Le Trio Busch inspiré par les trios avec piano de Beethoven
Avec ce second volume, le Trio Busch réitère sa performance récente dans les trios avec piano de Beethoven.
Dès ses premiers opus Beethoven se manifesta par un renouvellement permanent et brillant de son invention mélodique, de ses lignes rythmiques et de son inspiration créatrice. La série des trios pour violon, violoncelle et piano, œuvres de jeunesse, en offre une démonstration patente.
Le Trio en sol majeur, op. 1 n° 2, publié à Vienne en 1795 est dédié à son protecteur le prince Karl Lichnowsky qui assista à la création chez lui, en présence de Joseph Haydn. Le premier mouvement, commence par une section notée Adagio débouchant sur un Allegro vivace non dépourvu de grâce et de sections délicates très plaisantes que le Trio Busch relie comme naturellement à la manière de Haydn. Un Largo con espressione élabore une musique très nostalgique et sentimentale de toute beauté qu’embellissent avec une magnifique subtilité les musiciens. Ce mouvement contraste franchement avec le vif Scherzo (Allegro) suivant. Le Finale, Presto brille par sa prestance et sa fantaisie.
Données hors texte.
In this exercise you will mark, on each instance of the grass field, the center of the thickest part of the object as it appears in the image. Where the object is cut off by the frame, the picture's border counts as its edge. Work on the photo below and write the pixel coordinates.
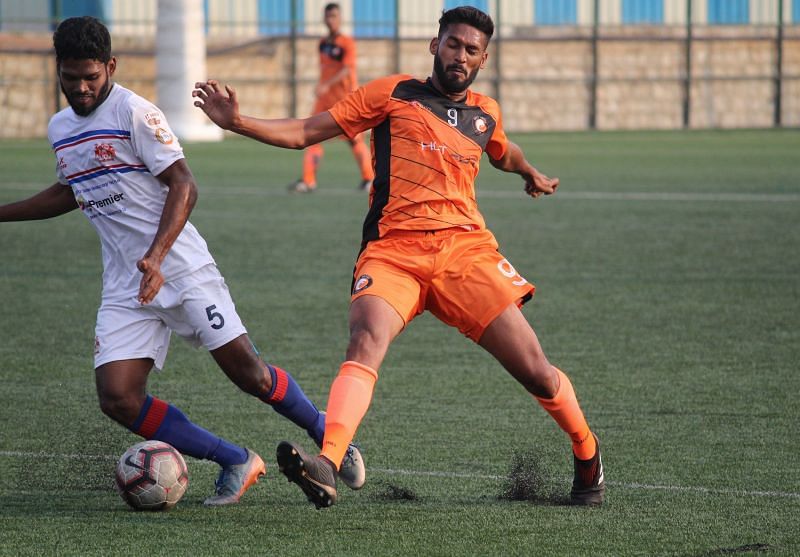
(667, 287)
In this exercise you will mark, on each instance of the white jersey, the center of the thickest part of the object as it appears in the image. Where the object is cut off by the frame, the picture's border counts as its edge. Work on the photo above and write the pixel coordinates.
(110, 159)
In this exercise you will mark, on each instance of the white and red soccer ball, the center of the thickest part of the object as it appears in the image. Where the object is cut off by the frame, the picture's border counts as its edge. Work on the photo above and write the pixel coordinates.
(152, 476)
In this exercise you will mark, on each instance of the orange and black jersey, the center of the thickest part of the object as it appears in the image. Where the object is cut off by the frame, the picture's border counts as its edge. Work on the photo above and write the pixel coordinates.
(426, 150)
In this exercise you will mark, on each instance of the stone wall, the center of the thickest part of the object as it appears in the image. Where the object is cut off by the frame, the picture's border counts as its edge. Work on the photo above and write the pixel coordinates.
(544, 83)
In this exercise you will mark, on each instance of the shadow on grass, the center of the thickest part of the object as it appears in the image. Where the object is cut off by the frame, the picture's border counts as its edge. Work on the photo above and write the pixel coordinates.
(528, 480)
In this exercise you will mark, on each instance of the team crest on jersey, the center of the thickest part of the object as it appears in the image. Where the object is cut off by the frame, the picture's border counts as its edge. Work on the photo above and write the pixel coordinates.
(152, 118)
(418, 104)
(104, 152)
(362, 283)
(479, 125)
(163, 136)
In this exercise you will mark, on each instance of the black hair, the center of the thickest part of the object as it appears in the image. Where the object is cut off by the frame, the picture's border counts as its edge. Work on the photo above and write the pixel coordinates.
(469, 15)
(82, 38)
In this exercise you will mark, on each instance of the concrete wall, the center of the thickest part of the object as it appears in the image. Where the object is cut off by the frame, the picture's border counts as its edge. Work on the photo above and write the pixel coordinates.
(545, 80)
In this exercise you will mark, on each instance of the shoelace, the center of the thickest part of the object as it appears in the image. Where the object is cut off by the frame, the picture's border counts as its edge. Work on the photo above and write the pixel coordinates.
(348, 457)
(220, 482)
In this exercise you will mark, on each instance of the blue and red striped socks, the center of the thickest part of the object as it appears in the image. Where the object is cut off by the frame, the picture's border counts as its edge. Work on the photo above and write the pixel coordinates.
(163, 422)
(289, 400)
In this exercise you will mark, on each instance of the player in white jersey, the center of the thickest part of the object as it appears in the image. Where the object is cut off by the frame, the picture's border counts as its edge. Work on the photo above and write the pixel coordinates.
(119, 163)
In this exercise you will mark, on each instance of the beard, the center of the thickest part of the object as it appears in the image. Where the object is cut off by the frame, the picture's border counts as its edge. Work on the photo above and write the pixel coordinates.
(85, 110)
(452, 84)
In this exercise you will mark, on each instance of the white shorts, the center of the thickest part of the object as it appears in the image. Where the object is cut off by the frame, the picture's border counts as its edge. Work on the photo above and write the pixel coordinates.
(198, 307)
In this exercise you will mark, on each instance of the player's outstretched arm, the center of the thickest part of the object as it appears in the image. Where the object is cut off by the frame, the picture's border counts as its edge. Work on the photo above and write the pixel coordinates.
(180, 201)
(514, 161)
(222, 108)
(51, 202)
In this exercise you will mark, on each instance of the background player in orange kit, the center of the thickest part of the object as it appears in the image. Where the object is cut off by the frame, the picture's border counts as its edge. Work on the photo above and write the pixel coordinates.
(337, 78)
(425, 244)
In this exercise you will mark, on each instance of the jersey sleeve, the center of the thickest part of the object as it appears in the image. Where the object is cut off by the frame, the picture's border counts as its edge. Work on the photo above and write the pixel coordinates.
(498, 143)
(60, 176)
(364, 108)
(349, 47)
(152, 139)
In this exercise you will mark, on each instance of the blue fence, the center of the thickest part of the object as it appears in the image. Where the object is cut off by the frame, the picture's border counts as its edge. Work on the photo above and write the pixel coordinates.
(728, 12)
(556, 12)
(642, 11)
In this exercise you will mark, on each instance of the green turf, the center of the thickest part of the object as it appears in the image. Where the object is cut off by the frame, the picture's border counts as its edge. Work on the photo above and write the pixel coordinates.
(667, 287)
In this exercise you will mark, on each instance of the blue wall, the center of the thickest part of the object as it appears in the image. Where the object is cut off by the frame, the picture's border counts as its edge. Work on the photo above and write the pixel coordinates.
(642, 11)
(556, 12)
(728, 11)
(73, 8)
(275, 17)
(373, 19)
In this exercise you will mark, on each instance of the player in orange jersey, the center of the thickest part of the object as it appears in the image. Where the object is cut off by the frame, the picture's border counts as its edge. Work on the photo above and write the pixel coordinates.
(425, 244)
(337, 78)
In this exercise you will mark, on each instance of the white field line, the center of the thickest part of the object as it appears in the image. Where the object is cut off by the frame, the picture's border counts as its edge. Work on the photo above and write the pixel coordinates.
(714, 197)
(464, 476)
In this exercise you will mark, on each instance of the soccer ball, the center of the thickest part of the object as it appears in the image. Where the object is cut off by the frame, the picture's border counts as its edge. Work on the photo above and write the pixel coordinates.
(152, 476)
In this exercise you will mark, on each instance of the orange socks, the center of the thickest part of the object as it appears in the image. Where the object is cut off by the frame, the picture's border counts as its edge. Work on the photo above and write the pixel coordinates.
(351, 393)
(311, 159)
(364, 159)
(568, 415)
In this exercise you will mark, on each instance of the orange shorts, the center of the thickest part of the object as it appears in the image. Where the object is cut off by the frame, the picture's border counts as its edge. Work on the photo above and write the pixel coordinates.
(456, 274)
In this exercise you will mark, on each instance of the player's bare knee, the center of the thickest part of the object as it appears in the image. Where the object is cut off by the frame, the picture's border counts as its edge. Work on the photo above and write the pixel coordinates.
(253, 379)
(364, 340)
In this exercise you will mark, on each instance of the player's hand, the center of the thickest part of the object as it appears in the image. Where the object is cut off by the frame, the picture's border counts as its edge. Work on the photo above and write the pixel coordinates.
(537, 184)
(152, 279)
(221, 108)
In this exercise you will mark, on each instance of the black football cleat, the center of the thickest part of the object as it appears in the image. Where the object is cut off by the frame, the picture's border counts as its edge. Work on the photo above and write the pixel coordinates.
(315, 475)
(588, 486)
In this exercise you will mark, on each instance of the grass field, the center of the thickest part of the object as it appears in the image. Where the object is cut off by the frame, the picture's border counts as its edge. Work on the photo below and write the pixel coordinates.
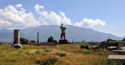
(51, 55)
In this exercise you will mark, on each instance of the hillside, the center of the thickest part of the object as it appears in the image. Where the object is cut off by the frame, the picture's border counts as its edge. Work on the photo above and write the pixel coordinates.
(73, 33)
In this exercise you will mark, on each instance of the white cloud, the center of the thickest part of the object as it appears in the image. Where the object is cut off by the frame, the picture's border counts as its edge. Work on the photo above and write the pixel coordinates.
(16, 17)
(51, 18)
(90, 23)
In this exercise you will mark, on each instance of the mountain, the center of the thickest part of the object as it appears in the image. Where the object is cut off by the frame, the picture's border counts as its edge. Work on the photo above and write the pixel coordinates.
(73, 33)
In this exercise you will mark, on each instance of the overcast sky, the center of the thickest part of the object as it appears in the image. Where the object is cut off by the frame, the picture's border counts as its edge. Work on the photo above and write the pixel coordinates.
(102, 15)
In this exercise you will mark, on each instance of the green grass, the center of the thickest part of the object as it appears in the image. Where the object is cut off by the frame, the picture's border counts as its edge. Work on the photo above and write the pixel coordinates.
(51, 55)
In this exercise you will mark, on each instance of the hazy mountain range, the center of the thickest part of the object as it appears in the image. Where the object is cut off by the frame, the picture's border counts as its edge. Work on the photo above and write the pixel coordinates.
(73, 33)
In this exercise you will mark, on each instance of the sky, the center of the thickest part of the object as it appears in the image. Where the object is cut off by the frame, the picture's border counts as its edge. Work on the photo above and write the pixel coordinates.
(101, 15)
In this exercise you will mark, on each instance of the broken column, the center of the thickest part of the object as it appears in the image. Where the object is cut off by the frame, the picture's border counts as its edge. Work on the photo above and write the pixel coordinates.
(16, 43)
(37, 38)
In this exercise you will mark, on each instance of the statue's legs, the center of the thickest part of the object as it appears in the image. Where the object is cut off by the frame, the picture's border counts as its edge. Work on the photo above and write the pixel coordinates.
(61, 36)
(64, 36)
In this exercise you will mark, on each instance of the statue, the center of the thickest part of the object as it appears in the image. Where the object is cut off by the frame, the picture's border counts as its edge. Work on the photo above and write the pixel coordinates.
(62, 36)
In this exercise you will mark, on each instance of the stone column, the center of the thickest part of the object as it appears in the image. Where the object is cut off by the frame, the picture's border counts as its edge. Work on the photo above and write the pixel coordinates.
(16, 43)
(38, 38)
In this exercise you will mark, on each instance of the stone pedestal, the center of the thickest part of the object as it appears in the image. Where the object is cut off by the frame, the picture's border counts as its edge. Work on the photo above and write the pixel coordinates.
(63, 42)
(16, 43)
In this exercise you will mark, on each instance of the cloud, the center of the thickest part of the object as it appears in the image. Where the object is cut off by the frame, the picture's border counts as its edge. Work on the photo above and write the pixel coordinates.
(51, 18)
(16, 17)
(90, 23)
(37, 7)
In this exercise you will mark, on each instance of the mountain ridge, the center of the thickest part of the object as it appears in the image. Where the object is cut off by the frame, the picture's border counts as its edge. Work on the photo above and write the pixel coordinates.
(73, 33)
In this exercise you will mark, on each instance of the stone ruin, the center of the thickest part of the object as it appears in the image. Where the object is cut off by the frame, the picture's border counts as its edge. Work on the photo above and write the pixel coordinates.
(16, 43)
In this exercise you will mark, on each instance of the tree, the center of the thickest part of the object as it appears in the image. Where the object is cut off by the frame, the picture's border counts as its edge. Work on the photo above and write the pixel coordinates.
(24, 41)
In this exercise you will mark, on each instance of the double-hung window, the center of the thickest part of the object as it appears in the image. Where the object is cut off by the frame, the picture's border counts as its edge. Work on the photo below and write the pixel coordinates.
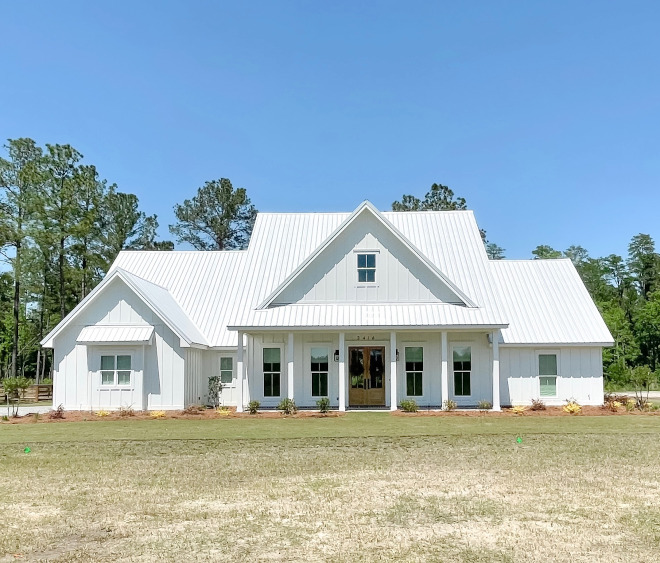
(319, 366)
(226, 370)
(116, 370)
(272, 372)
(462, 356)
(414, 370)
(366, 268)
(548, 375)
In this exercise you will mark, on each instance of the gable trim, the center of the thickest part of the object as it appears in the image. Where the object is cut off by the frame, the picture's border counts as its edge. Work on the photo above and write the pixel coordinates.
(124, 276)
(365, 205)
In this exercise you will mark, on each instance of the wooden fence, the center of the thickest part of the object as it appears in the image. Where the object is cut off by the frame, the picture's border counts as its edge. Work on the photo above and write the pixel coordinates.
(33, 394)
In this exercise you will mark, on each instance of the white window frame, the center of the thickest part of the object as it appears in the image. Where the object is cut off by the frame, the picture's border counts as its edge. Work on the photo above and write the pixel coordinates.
(453, 346)
(282, 371)
(402, 360)
(557, 355)
(115, 384)
(358, 268)
(233, 370)
(329, 347)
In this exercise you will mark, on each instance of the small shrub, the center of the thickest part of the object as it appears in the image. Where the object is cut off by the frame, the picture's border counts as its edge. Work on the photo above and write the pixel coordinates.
(194, 409)
(612, 405)
(323, 405)
(215, 387)
(287, 406)
(409, 405)
(57, 414)
(537, 405)
(449, 405)
(612, 397)
(126, 411)
(572, 407)
(484, 405)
Le Trio n°9 en mi bémol majeur (WOO 38), datant de 1790-1791, longtemps moins fréquenté, fut mis en avant par l’enregistrement d’Emil Gilels et Mstislav Rotropovitch en 1950. Dépourvu de mouvement lent, il compte trois mouvements ayant la même tonalité et son Rondo final permet au violoncelle d’assurer une partie plus conséquente qu’habituellement.
Le programme propose aussi un Allegretto en mi mineur contemporain de l’œuvre précédente et un Allegretto en si bémol, plus tardif, que le compositeur écrivit en pensant à Antonie, la fille de Brentano, supposément la fameuse « immortelle Bien-aimée », simple mouvement de sonate de conception plutôt modeste.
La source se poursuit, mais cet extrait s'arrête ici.